Design — back-pressure lives in the per-topic tokio::sync::broadcast
ring, drained directly by the tonic-streamed response via
BroadcastStream + StreamMap. No intermediate mpsc buffer that could
absorb back-pressure invisibly. Slow client overrun -> Lagged(n)
event -> per-(client_id, topic) drop counter incremented; healthy
clients on the same topic are unaffected.
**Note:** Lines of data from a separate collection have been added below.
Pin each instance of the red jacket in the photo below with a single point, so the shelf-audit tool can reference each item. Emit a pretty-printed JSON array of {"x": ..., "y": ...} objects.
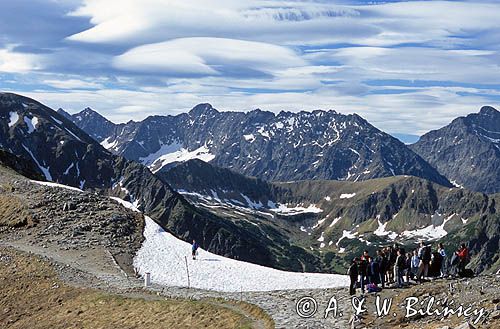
[{"x": 463, "y": 253}]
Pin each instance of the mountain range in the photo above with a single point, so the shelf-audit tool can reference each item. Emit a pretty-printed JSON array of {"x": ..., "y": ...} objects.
[
  {"x": 283, "y": 147},
  {"x": 467, "y": 151},
  {"x": 315, "y": 219}
]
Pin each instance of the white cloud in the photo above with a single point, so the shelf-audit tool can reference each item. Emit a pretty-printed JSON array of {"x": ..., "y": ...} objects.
[
  {"x": 411, "y": 112},
  {"x": 207, "y": 56},
  {"x": 73, "y": 84},
  {"x": 283, "y": 22},
  {"x": 13, "y": 62}
]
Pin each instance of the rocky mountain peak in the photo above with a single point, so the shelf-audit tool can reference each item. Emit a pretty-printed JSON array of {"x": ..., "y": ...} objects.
[
  {"x": 65, "y": 114},
  {"x": 202, "y": 109},
  {"x": 489, "y": 110}
]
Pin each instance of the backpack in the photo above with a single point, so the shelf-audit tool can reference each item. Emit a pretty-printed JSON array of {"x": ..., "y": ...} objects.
[
  {"x": 454, "y": 259},
  {"x": 372, "y": 287},
  {"x": 426, "y": 257}
]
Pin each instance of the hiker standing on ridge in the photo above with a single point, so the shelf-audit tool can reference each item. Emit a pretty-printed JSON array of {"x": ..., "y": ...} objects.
[
  {"x": 444, "y": 261},
  {"x": 424, "y": 254},
  {"x": 194, "y": 249},
  {"x": 463, "y": 256},
  {"x": 353, "y": 275}
]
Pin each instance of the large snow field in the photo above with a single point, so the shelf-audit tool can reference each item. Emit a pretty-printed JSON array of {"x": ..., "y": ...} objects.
[
  {"x": 169, "y": 260},
  {"x": 164, "y": 256}
]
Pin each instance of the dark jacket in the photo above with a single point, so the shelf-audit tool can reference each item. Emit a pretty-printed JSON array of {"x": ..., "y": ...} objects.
[{"x": 353, "y": 270}]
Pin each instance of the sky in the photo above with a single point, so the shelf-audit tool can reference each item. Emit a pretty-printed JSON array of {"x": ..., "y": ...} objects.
[{"x": 406, "y": 66}]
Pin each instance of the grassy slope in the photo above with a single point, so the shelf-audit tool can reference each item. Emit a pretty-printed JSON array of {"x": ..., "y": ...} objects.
[{"x": 32, "y": 294}]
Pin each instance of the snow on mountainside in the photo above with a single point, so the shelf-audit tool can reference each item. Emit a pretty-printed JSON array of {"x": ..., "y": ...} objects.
[
  {"x": 66, "y": 155},
  {"x": 467, "y": 150},
  {"x": 340, "y": 217},
  {"x": 280, "y": 147},
  {"x": 164, "y": 257}
]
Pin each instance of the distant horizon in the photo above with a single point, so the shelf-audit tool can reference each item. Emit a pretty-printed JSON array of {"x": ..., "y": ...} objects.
[{"x": 402, "y": 65}]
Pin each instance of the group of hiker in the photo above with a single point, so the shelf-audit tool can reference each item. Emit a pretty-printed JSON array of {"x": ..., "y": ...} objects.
[{"x": 393, "y": 266}]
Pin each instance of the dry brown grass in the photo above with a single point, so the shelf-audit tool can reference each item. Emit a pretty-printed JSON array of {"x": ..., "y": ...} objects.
[{"x": 32, "y": 297}]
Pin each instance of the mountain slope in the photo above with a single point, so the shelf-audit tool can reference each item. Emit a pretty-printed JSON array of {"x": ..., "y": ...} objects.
[
  {"x": 65, "y": 154},
  {"x": 467, "y": 151},
  {"x": 282, "y": 147},
  {"x": 94, "y": 124},
  {"x": 337, "y": 220}
]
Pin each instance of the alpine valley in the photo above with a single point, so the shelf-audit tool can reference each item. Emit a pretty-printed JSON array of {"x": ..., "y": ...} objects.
[{"x": 295, "y": 191}]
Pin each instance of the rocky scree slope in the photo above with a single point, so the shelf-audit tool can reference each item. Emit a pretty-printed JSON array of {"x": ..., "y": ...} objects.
[
  {"x": 467, "y": 151},
  {"x": 65, "y": 154},
  {"x": 338, "y": 220}
]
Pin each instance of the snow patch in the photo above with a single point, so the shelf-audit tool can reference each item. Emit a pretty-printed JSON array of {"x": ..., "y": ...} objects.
[
  {"x": 13, "y": 118},
  {"x": 108, "y": 145},
  {"x": 347, "y": 195},
  {"x": 45, "y": 170},
  {"x": 249, "y": 138},
  {"x": 175, "y": 152},
  {"x": 165, "y": 256},
  {"x": 380, "y": 231},
  {"x": 31, "y": 123},
  {"x": 288, "y": 211}
]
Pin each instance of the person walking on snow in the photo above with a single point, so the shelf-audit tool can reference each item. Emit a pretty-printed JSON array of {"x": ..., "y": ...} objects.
[
  {"x": 194, "y": 249},
  {"x": 444, "y": 261},
  {"x": 353, "y": 275}
]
Service surface — Subscribe(SubscribeRequest) -> stream
TelemetryMessage; five topics (TelemetrySample, GimbalState,
DetectionEvent, MovementCandidate, MapObjectsBundle); empty topics
list defaults to subscribe-all; empty client_id rejected; stream
drop decrements subscribed_clients via StreamGuard. TelemetrySink
push_detections is now real; push_frame still NotImplemented(AZ-676
video path).

Tests — 6 unit + 5 integration (AC-1..AC-3 via in-process gRPC
client, plus subscribe-all default + empty-client_id rejection).
Clippy on telemetry_stream clean.

Pre-existing mission_executor ac3 test polling race surfaces more
reliably under the new tonic build pressure; documented as
_docs/_process_leftovers/2026-05-20_mission_executor_ac3_flake.md
and unchanged by this batch.

Co-authored-by: Cursor <cursoragent@cursor.com>
This commit is contained in:
Oleksandr Bezdieniezhnykh
2026-05-20 12:44:08 +03:00
parent 9fe0bbeac9
commit ff790bd639
15 changed files with 1700 additions and 25 deletions
@@ -0,0 +1,38 @@
# Leftover: `mission_executor::ac3_bounded_retry_then_success` polling race
**Timestamp**: 2026-05-20T08:30:00+02:00
**Origin**: Batch 8 (mission_executor state machine). Surfaced in batches 11, 12, 13 as intermittent. Reproduces more reliably on dev box under batch 14 workspace test load (the new tonic stack increases build/runtime pressure).
**Severity**: Medium (test design, not production code)
**Not blocking**: pre-existing failure in unrelated area; production `mission_executor` behaviour is correct — the test simply has a polling race.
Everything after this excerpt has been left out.